FIG. 12 is a graph showing the relationship between the load / gain output of the sensing element arranged at the point P _{1 of the} present invention and the sensing element arranged at the point P _{O of} the conventional technique.

FIG. 13 shows a structure of a magnetostrictive sensor used in FIG. 6, (A) is a sensing element, and (B) is a sectional view in which the sensing element is incorporated in a holder.
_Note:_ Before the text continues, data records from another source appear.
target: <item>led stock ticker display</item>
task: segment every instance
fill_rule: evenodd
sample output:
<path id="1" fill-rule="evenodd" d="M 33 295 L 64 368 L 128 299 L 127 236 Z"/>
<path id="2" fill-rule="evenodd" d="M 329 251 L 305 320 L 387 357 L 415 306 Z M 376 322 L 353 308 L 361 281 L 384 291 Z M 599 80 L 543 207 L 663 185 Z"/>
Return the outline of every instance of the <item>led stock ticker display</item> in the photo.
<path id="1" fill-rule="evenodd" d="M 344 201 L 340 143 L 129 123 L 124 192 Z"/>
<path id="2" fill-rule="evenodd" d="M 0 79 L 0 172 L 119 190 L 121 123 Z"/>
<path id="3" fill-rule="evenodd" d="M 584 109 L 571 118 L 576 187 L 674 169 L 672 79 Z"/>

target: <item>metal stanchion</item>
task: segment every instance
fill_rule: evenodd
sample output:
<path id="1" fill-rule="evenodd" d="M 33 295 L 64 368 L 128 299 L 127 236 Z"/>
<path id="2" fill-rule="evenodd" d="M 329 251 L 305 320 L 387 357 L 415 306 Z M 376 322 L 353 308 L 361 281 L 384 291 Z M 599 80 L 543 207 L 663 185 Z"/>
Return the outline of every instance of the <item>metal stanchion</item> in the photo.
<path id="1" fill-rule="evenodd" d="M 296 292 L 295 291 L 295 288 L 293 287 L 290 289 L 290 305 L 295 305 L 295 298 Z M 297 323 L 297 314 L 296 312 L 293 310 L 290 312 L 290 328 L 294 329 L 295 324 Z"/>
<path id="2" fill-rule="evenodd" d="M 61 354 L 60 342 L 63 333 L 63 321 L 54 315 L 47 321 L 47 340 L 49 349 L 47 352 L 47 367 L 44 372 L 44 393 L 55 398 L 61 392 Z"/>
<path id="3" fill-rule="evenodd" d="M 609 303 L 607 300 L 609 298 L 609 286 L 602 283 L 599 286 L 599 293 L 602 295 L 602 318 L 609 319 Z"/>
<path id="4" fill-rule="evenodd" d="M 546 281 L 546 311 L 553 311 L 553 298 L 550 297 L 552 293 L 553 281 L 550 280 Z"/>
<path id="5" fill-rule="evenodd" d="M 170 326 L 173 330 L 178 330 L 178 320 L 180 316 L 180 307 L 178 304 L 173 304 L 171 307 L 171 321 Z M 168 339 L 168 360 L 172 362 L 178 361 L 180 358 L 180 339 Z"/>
[Description of Reference Numerals] 1 vehicle (loading platform) Frame 2 bracket 3 shackle pin 6 holes 7 sensing element 11 leaf suspension C-C band gap positions _{P 1, P 2, P 3} , P 4 shear stress diagram

Claims (5)

[Claims] 1. A shackle pin that connects a bracket attached to a vehicle body frame and a leaf spring side of a vehicle suspension with a hole formed in the shackle pin along an axial direction, and a sensing element for detecting strain is fitted in the hole. In a vehicle or / and a loaded weight measuring device that is arranged in a combined manner, the detection center of the sensing element is located at a predetermined distance in the axial direction from a band-shaped air gap position (hereinafter referred to as a band-shaped air gap position) between the bracket end surface and the leaf spring side end surface. Vehicles and / or loaded weight measurement characterized by arranging them in a staggered manner and arranging the sensing element at a position substantially corresponding to the maximum stress area of the shear stress diagram of the shackle pin on the axis of the hole apparatus 2. The vehicle according to claim 1, wherein the sensing element is disposed such that the position of the sensing element is displaced in the radial direction toward the maximum stress generation region with respect to the central axis of the shackle pin. And load weight measuring device 3. The vehicle or / and load weight measuring device according to claim 2, wherein the amount of positional deviation in the radial direction is 1/2 or less of an axial radius of the shackle pin. 4. The detection centers of the sensing elements are respectively positioned at two positions on the left and right sides in the axial direction of the band-shaped void position and substantially corresponding to the maximum stress region,
The vehicle or / and the loaded weight measuring apparatus according to claim 1, wherein the gain is increased by obtaining a difference between output signals of the respective sensing elements. 5. The vehicle or / and the loaded weight measuring device according to claim 1, wherein the sensor body including the sensing element and the shackle pin are fitted by an interference fit.